Tuesday, May 17, 2005

Keep All That Junk To Yourself

Another post inspired by the conference from this last weekend... this time, it was Doug Stevens, the founder of The Renewal Project, who got me thinking in a breakout session entitled "Prophet, Priest & Provocateur: The Impossible Pastor".

After working through a generational model (7 tiers in his model... and according to Doug, I'm not a GenXer!), he summed up all of that with:

The values of any age/generation can NOT be absolute. They must be submitted to Christ.

The Kingdom of God critiques all of our generational biases... including the biases of OUR generation.

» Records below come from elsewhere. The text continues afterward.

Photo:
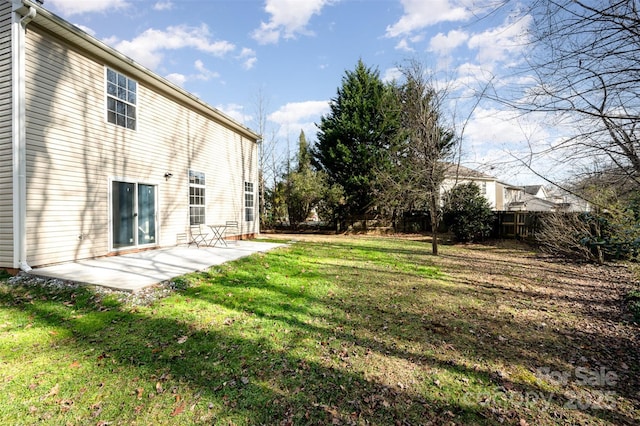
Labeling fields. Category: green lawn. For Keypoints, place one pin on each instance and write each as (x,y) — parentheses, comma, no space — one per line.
(331,331)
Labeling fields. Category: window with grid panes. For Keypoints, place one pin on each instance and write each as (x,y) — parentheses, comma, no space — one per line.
(248,201)
(196,198)
(121,99)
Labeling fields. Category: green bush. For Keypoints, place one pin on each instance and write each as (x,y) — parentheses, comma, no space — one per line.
(467,213)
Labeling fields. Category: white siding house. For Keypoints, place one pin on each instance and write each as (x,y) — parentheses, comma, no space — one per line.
(100,155)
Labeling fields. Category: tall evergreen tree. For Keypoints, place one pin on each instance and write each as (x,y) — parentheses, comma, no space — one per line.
(353,138)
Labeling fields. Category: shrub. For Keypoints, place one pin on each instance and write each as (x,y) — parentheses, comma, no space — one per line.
(467,213)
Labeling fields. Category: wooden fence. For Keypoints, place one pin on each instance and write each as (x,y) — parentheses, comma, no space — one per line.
(521,225)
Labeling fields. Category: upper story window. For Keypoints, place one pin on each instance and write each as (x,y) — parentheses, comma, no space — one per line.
(121,99)
(248,201)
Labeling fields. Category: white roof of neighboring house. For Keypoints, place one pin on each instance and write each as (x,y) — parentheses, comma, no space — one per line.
(102,51)
(461,172)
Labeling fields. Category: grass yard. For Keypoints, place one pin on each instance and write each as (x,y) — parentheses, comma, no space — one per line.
(333,330)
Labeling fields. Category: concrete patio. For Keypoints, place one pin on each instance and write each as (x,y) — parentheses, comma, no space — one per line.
(132,272)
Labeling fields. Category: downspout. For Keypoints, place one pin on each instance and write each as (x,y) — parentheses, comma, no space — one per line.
(19,137)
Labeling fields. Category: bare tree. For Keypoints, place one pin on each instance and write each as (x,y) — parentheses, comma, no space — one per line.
(423,144)
(585,58)
(269,162)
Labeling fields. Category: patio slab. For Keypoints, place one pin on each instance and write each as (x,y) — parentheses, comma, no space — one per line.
(132,272)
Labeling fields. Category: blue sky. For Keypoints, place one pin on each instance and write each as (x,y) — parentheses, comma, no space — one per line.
(294,54)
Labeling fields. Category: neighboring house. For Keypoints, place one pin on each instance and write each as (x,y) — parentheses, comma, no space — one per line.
(101,155)
(504,197)
(497,193)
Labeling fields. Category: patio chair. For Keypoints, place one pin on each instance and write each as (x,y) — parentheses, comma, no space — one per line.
(232,225)
(197,236)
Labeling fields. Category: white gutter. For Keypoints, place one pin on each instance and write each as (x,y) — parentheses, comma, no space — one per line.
(109,55)
(19,134)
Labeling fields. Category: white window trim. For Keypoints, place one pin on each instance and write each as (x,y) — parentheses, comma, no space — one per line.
(196,185)
(106,94)
(253,204)
(112,179)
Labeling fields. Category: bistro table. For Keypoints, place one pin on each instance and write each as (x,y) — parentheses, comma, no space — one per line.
(217,235)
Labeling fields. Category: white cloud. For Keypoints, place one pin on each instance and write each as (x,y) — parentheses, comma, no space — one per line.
(443,44)
(403,44)
(75,7)
(296,116)
(288,18)
(235,111)
(419,14)
(178,79)
(391,74)
(163,5)
(297,111)
(203,73)
(147,48)
(86,29)
(248,56)
(501,43)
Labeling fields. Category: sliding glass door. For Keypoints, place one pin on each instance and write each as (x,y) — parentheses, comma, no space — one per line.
(133,213)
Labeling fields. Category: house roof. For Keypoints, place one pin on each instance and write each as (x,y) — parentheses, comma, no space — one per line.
(532,189)
(462,172)
(75,36)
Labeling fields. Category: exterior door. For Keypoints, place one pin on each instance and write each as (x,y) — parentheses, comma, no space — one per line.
(133,212)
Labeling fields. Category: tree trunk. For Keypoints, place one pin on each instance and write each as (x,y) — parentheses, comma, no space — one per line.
(433,207)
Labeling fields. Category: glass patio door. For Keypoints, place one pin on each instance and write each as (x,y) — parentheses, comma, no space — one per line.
(133,212)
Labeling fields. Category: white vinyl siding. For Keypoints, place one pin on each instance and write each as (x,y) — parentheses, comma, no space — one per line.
(6,145)
(73,152)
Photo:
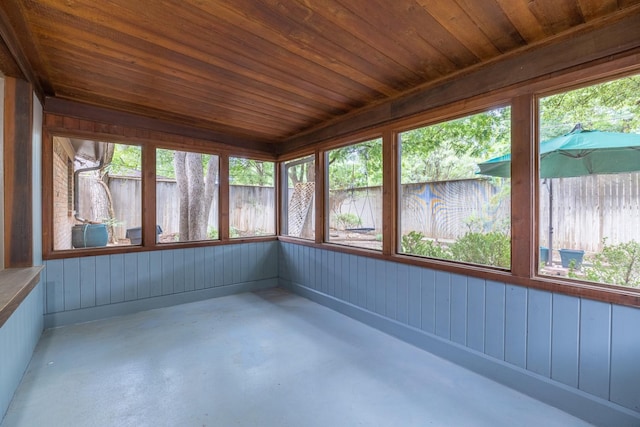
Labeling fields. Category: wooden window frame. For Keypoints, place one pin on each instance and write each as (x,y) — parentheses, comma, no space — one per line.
(523,99)
(149,140)
(323,154)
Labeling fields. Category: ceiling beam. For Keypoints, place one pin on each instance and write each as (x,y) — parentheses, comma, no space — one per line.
(22,50)
(90,112)
(584,45)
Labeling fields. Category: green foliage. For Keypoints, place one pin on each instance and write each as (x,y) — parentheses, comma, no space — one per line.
(493,248)
(415,243)
(356,166)
(348,220)
(616,264)
(212,233)
(244,171)
(452,149)
(611,106)
(126,159)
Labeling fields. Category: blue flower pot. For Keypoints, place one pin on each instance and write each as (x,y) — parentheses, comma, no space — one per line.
(89,235)
(568,255)
(544,254)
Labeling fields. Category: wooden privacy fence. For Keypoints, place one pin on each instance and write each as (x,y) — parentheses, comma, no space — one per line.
(585,209)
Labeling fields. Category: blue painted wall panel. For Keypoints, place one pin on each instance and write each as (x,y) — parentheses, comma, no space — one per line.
(402,313)
(71,274)
(443,304)
(144,281)
(515,334)
(475,313)
(214,271)
(565,348)
(428,301)
(189,269)
(117,277)
(155,273)
(370,280)
(313,269)
(625,357)
(391,290)
(227,260)
(18,337)
(595,347)
(130,277)
(459,309)
(167,272)
(331,274)
(178,271)
(83,283)
(353,279)
(103,280)
(87,282)
(415,297)
(494,315)
(539,332)
(362,281)
(379,284)
(54,285)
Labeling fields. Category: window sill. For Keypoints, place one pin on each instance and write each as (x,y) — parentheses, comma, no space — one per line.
(15,286)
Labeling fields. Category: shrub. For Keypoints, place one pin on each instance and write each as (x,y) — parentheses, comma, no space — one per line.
(616,264)
(415,243)
(348,220)
(492,249)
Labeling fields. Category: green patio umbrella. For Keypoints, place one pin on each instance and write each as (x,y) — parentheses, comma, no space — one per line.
(577,153)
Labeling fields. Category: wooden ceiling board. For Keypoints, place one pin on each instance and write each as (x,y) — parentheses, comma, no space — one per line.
(557,16)
(455,20)
(591,9)
(389,43)
(182,53)
(268,70)
(523,20)
(490,18)
(403,34)
(149,64)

The Kingdom of God acts as a discpline over all our petty generational junk...

Look, I don't think he was knocking any particular brand of church here - the reading list for the conference included (among others) Brian McLaren, Donald Miller, Andy Stanley, Erwin McManus & Becky Pippert, as well as Sue Miller, who's on staff at Willow Creek. I think he's offering an important thought - generational differences help explain some of the tensions in ministry, but they don't offer real answers.

What offers answers is a Biblical vision of the Kingdom of God.

There is a barbarian revolt taking place, and its command center is the Kingdom of God. Everywhere the Kingdom of God advances, there is a violent engagement against a dark kingdom. To be born of God is to be made a citizen in the kingdom of God, and the kingdom of God is at war. Do not confuse this kingdom with Paradise. Salvation is not a reentry into a Paradise Lost; it is enlistment in the mission of God.

Jesus is telling us in no uncertain terms that there is a battle raging. This is perhaps the most important reason why we must choose the barbarian way and resist any temptation to become civilized. Domesticated Christians are far too willing to abdicate the battle for the soul of the world. Civility focuses our energy on all the wrong places. We spend our lives emphasizing our personal development and spiritual well-being. We build churches that become nothing more than hiding places for the faithful while pretending that our actions are for the good of the world. Or we choose political and secular vehicles to try to advance our cultural values, strangely attempting to make unbelieving people act like civilized believers.

In contrast Jesus calls us to a different way. He tells us this a battle of kingdoms. He insists that if we are His followers, we must not live in a world only defined by the material. We cannot limit our sights to what is flesh & blood. We should know better than that. To see from a kingdom perspective is to know that there is a conflict of invisible kingdoms and that people's lives are forever changed by what happens in the unseen. We are called to be warriors of light in dark places. We are mystical warriors who use weapons not of this world.